1The Health Resources Advisory Committee of which Dr. Howard A. Rusk was Chairman was established in the Office of Defense Mobilization to advise and assist the Director on problems of the Nation's health relating to national mobilization.

They are going to try it this quarter. They believe they will make it but at least they are going to relieve 600 doctors in this coming last quarter.

Now, I think that's the only two points I had in my own mind that I thought might be of particular interest, so we will start the questions.

Q. Merriman Smith, United Press: Mr. President, would you give us the three Cabinet officers who will participate?

THE PRESIDENT [to Mr. Hagerty]. Do you have them?

Mr. Hagerty: Secretary of the Treasury, Director of the Budget, and Federal Security Administrator.

THE PRESIDENT. I shouldn't have called them all Cabinet officers but I refer to them in that way because they all attend Cabinet meetings.

Q. Robert J. Donovan, New York Herald Tribune: Mr. President, what subjects will this conference consider besides taxes?

THE PRESIDENT. The proper function--particularly in this whole field of security, old age insurance, and all of the social security program--what are the proper functions of a State; what are the proper functions of Federal Government? They will take these related questions up and try to decide

Q. Mr. Donovan: Resources--would resources enter into it?

THE PRESIDENT: I have no doubt they will touch on everything. There will be certainly no limitations on what they may properly take up.

Q. Edward H. Sims, Columbia (S.C.) State and Record: Mr. President, have you gone into it thoroughly enough to know whether you favor a continuation of the soil conservation payments?

THE PRESIDENT. Well, there is one thing certain: I do believe in soil conservation. And I believe that we must pay far more attention to it, and far more intelligent attention. This morning I met with a group that was, I guess, a third the size of this, who are here on this great task. A volunteer group, they carefully identified themselves as a nonpressure group, interested only in the conservation of soil and water, particularly by the system, you know, of basin development and conservation. And they are meeting today with the Secretary of Agriculture, the Secretary of the Interior, and others. All of us have this problem up--it is a very live one.

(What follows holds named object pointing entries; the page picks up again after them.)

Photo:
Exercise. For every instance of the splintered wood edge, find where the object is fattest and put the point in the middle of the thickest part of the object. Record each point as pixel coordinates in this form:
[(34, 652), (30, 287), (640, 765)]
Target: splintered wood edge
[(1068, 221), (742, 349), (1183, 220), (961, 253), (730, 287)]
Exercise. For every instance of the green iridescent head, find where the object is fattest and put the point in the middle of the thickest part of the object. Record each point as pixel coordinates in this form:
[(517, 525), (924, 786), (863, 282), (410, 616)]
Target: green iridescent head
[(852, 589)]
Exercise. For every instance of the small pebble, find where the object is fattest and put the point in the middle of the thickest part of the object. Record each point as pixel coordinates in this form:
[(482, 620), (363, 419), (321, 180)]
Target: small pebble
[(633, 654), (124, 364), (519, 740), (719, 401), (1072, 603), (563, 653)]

I cannot say that I specifically approve at this moment of the continuation of certain payments in a certain line--may be better ways to do it. I do believe the Federal Government must take the lead and follow through on this problem.

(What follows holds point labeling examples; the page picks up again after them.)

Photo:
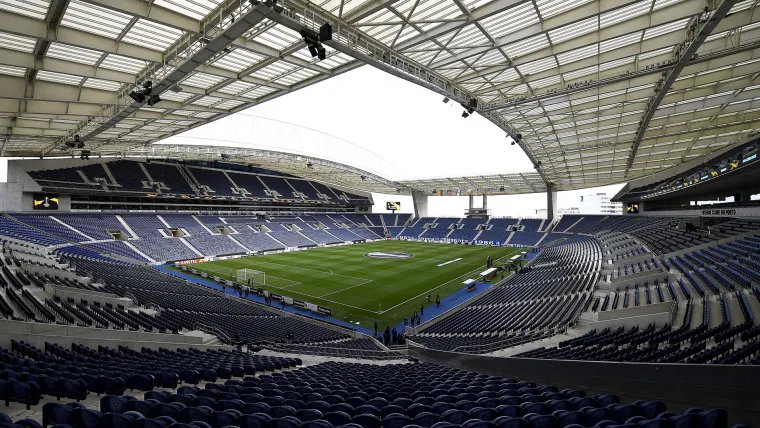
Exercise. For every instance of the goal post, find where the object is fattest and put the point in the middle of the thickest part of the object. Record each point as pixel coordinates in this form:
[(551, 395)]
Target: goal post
[(257, 277)]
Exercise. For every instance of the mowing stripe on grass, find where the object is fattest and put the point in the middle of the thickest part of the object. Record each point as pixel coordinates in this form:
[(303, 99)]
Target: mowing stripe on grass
[(448, 282), (449, 262)]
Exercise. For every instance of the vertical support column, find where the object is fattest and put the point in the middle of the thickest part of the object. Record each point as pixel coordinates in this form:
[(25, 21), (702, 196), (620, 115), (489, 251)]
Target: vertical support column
[(551, 202), (420, 203)]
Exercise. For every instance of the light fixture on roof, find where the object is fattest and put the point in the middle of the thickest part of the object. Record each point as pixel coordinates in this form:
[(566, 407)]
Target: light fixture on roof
[(469, 107), (314, 41), (137, 96), (154, 99)]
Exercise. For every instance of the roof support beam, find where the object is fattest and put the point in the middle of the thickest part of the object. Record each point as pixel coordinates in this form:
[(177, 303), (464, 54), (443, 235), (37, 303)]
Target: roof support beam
[(223, 38), (685, 53)]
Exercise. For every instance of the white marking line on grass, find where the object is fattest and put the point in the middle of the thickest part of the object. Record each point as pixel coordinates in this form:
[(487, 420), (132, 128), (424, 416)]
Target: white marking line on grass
[(226, 274), (447, 282), (311, 269), (347, 288)]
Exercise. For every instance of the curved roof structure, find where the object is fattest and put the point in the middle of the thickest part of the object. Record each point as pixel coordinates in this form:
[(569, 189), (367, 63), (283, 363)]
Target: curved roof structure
[(599, 91)]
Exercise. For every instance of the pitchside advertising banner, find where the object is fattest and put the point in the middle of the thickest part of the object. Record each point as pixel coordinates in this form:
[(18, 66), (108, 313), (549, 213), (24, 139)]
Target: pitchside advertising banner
[(459, 241)]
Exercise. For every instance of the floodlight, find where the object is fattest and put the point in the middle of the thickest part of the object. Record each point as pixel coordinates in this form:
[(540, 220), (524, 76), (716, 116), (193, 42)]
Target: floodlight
[(137, 96), (153, 100)]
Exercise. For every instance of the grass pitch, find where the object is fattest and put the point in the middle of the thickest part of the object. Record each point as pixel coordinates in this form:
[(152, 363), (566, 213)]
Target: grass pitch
[(351, 284)]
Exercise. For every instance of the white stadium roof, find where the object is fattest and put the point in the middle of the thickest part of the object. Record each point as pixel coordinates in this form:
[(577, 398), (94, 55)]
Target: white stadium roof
[(601, 91)]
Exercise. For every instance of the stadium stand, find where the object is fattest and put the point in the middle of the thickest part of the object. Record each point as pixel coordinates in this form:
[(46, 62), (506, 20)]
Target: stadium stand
[(542, 297)]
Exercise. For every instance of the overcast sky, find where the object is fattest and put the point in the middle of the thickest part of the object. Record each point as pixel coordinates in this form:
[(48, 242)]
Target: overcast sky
[(409, 131), (381, 123)]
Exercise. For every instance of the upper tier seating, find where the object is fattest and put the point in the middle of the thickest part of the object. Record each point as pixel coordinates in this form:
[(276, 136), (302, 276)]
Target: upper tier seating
[(169, 175), (214, 179), (290, 238), (181, 220), (336, 394), (279, 185), (96, 226), (320, 236), (214, 245), (545, 295), (304, 187), (128, 174), (144, 225), (185, 305), (257, 241), (48, 224)]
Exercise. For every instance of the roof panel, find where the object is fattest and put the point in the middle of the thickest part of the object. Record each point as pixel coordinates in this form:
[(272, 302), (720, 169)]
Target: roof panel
[(66, 79), (122, 63), (152, 35), (616, 16), (34, 8), (511, 20), (95, 19), (74, 54), (197, 9), (17, 43), (105, 85), (577, 29), (526, 46)]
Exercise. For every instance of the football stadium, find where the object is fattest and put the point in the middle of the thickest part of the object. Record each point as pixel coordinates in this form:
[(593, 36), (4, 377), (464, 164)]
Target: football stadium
[(259, 214)]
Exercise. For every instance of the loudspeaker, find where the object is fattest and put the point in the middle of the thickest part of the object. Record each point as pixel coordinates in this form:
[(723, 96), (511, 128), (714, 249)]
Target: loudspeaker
[(325, 32)]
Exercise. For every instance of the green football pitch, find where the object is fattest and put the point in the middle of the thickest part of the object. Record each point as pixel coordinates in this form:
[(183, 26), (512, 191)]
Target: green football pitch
[(352, 284)]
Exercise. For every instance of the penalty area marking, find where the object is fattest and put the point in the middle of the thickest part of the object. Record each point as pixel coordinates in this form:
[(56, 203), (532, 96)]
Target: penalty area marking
[(445, 283)]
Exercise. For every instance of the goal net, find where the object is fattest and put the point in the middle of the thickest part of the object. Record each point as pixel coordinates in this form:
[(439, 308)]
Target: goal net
[(257, 277)]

Q. Sarah McClendon, Texas papers: I have a question along that same line, sir. Do you favor keeping the building of upstream dams for soil conservation in the Department of Agriculture?

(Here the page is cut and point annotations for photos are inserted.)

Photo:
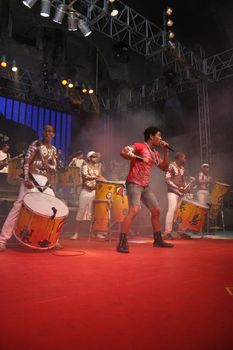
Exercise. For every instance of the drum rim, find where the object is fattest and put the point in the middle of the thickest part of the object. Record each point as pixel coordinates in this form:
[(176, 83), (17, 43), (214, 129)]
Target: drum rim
[(195, 203), (111, 182), (221, 183), (45, 216), (32, 247)]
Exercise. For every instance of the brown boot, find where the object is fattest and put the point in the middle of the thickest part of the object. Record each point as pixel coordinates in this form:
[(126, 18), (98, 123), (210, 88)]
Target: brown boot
[(122, 246)]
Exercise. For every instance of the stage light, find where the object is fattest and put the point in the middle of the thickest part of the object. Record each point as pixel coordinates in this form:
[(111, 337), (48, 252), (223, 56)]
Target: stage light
[(113, 11), (14, 67), (45, 8), (3, 62), (59, 13), (85, 30), (169, 11), (171, 35), (29, 3), (169, 23), (84, 89), (70, 84), (72, 21)]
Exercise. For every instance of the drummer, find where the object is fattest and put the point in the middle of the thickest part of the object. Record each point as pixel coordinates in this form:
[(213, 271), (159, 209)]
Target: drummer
[(4, 158), (204, 182), (77, 160), (91, 171), (175, 180), (39, 161)]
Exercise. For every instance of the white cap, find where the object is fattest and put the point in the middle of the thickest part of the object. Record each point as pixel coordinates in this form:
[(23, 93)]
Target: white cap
[(89, 154), (205, 165)]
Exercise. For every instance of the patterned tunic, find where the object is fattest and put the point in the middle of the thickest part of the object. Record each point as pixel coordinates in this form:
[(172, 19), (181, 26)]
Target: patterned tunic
[(89, 176), (203, 181), (35, 153)]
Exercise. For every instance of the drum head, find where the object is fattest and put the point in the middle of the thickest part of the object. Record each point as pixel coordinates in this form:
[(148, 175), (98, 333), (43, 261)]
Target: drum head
[(222, 184), (195, 204), (111, 182), (42, 203)]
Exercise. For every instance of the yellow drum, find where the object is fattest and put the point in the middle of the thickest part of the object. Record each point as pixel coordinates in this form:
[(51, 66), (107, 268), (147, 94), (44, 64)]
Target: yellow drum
[(101, 216), (15, 169), (52, 178), (107, 190), (216, 199), (190, 216), (69, 176), (113, 191), (40, 221)]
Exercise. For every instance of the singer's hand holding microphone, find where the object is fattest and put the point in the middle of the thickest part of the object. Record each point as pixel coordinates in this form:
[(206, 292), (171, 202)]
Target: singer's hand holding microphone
[(164, 144)]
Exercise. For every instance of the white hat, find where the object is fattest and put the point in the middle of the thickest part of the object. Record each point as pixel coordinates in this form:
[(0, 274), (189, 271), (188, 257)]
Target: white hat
[(89, 154), (205, 165)]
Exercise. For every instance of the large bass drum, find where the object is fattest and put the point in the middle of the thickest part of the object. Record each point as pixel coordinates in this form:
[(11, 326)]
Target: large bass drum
[(40, 221)]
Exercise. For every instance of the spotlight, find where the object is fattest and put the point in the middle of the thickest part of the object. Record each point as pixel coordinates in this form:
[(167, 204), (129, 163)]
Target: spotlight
[(70, 84), (14, 67), (59, 14), (72, 21), (29, 3), (84, 27), (113, 10), (84, 89), (169, 11), (3, 62), (45, 8), (171, 35), (169, 23)]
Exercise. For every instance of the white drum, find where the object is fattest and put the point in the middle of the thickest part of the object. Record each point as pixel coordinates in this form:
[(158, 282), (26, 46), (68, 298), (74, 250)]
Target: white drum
[(40, 221)]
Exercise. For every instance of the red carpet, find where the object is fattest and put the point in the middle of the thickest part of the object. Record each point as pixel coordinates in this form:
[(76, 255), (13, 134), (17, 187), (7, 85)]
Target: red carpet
[(148, 299)]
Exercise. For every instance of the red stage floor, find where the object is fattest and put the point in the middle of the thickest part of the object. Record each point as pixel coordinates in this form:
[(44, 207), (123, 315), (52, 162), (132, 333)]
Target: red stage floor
[(148, 299)]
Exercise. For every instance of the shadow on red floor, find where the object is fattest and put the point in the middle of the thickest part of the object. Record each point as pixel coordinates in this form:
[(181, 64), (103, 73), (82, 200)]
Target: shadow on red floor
[(148, 299)]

THE PRESIDENT. Well, I'll tell you, I have a very definite personal opinion on the question you asked me. It has not at this moment been studied by my associates who should appropriately take it up and come to advise me, because I could easily be mistaken. I will see whether I can answer that question at the next meeting.

Q. Paul Martin, Gannett papers: Could you tell us your attitude, sir, on the St. Lawrence Seaway and power project?

THE PRESIDENT. No, I cannot.

I don't mean to be evasive. I have had it under study. There are so many controversial factors, and they seem to vary geographically as to their content, that I just think it takes a longer time than I have had to reach a real decision.

Q. [Speaker unidentified]: Mr. President, would you care to comment on the statement by Mr. Dodge, the Budget Director, before the Senate Banking and Currency Committee, that it would be very difficult to balance the budget in 1945?

THE PRESIDENT. I don't know who said it, I didn't quite understand you, but I'll tell you this--

Q. It was reported in the press yesterday that Mr. Dodge testified to that effect.

THE PRESIDENT. Of course it is going to be difficult to balance the budget. If it weren't difficult, it would have been done long ago, because no one wants an unbalanced budget, I hope.

It is a most difficult task, because far over and beyond those projects and programs which are contained in the budget, that you have seen in the budget proposals, there are other projects, some of which look to the casual observer to be terrifically important, are not even budgeted for; lying behind all of the things we are doing, and plan to do, are other things that you can easily point up are desirable to do.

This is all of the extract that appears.